Second, the relief response. Historically, distrust has also shaped the dynamic of myriad everyday interactions between bureaucrats and citizens. Access to bureaucratic paper — ration card, voter identification — is the key to determining whether citizens are eligible for benefits. And, the onus is on citizens to furnish these documents and prove their eligibility. The absence of such documents is an important reason why the bureaucracy found itself unable to provide foodgrains to migrant workers at the peak of the lockdown, requiring them to apply for e-passes and other paperwork, even though giving grains to anyone who asked for them, was what was so urgently needed. In the eyes of the citizen, the State’s failure to respond to their needs has only widened the trust deficit.
Third, the health response. Here, the trust deficit poses an even greater challenge. In the public health response, the urgency of citizen participation is amplified because of the many uncertainties about the disease, its spread and appropriate medical responses. Participation is critical to ensure symptoms are reported to enable early detection and speedy provision of medical care. It is also essential to ensure long-term behaviour shifts (think: masks and social distancing). As health economist, Jishnu Das, argued in a recent interview, the public health response for Covid-19 needs the government to get people (and governments) to act together. The State has failed to do this for most infectious diseases but Covid-19 presents unique challenges in two ways.

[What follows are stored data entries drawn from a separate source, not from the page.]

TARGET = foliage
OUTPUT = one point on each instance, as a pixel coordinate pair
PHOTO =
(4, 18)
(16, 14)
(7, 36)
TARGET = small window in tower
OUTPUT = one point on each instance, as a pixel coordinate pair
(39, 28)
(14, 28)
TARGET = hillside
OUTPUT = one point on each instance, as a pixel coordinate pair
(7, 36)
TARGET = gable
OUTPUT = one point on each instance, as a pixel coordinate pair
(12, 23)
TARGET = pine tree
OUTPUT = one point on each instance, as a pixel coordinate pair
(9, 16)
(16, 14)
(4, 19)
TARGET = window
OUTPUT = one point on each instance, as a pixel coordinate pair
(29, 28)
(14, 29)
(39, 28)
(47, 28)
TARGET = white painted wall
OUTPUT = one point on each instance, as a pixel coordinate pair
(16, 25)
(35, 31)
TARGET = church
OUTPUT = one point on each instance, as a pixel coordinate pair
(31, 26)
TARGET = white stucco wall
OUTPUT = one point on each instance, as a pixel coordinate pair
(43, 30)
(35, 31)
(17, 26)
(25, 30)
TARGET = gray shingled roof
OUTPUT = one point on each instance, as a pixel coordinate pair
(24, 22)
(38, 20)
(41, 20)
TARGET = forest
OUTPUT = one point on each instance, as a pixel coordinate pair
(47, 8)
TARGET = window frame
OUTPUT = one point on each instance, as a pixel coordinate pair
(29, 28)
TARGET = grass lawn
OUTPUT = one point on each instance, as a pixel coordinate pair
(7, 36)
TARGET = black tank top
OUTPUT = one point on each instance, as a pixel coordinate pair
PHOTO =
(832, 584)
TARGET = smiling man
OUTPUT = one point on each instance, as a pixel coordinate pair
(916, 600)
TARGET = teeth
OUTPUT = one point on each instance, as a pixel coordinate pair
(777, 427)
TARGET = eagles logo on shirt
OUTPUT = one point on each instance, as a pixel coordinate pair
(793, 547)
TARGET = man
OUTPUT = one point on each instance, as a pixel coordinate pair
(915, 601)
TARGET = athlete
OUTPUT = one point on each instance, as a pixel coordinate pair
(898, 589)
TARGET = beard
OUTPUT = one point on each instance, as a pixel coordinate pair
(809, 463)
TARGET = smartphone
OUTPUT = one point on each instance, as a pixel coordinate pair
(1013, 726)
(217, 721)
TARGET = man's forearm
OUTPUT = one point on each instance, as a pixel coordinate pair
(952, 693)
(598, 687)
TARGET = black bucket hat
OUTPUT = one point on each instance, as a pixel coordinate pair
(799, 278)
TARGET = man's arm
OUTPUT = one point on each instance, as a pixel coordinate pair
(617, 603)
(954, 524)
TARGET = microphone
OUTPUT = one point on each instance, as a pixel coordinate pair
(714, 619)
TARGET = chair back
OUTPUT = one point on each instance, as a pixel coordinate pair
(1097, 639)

One, stigma and fear have spread far and wide. Newspapers have daily reports of Covid-19 patients being shunned by communities they live in and even by health workers, who in turn are victims of stigma. Indian politics has only exacerbated this. The blaming of one community in the Tablighi Jamaat incident set the stage for a discourse on Covid-19 that blames patients rather than emphasises the provision of care.
Two, India’s failed health system which has long broken any semblance of trust that citizens may have with its ability to provide affordable and quality care. Ironically, it is the informal private market that most of India relies upon. Yet, when it comes to Covid-19, from testing to the provision of care, it is the government that is now in charge. This is necessary. Infectious diseases have large externalities (and costs on the poor), which require governmental intervention. But the lack of trust in the government risks driving the epidemic underground as people may not be willing to enter the government system. This is evidenced by the fact that in cities such as Delhi, one decision that changed the game was a shift in strategy from government to home isolation for quarantine and mild cases.
The answer to this challenge does not lie in getting the government out of the way. It simply can’t exit. Rather, the focus needs to shift to building trust in the public health system. The repeated use of orders and coercion to change behaviour, combined with the continued lack of transparency in data and decision-making at the national and state level (why for instance, has West Bengal chose to undergo a two-day-a-week lockdown while Bihar is in a month-long lockdown?) are significant barriers to building trust. This needs to change.
At the same time, proactive efforts need to be made to reach out credibly to communities. Where the government did this, in Dharavi for instance, it has been effective. But these successes need to be understood in the context of the enormity of this trust deficit. Only after governments and public health experts acknowledge this can we shift gear in the direction of a long-term sustainable, community-led approach that will allow India to live with Covid-19 well and successfully.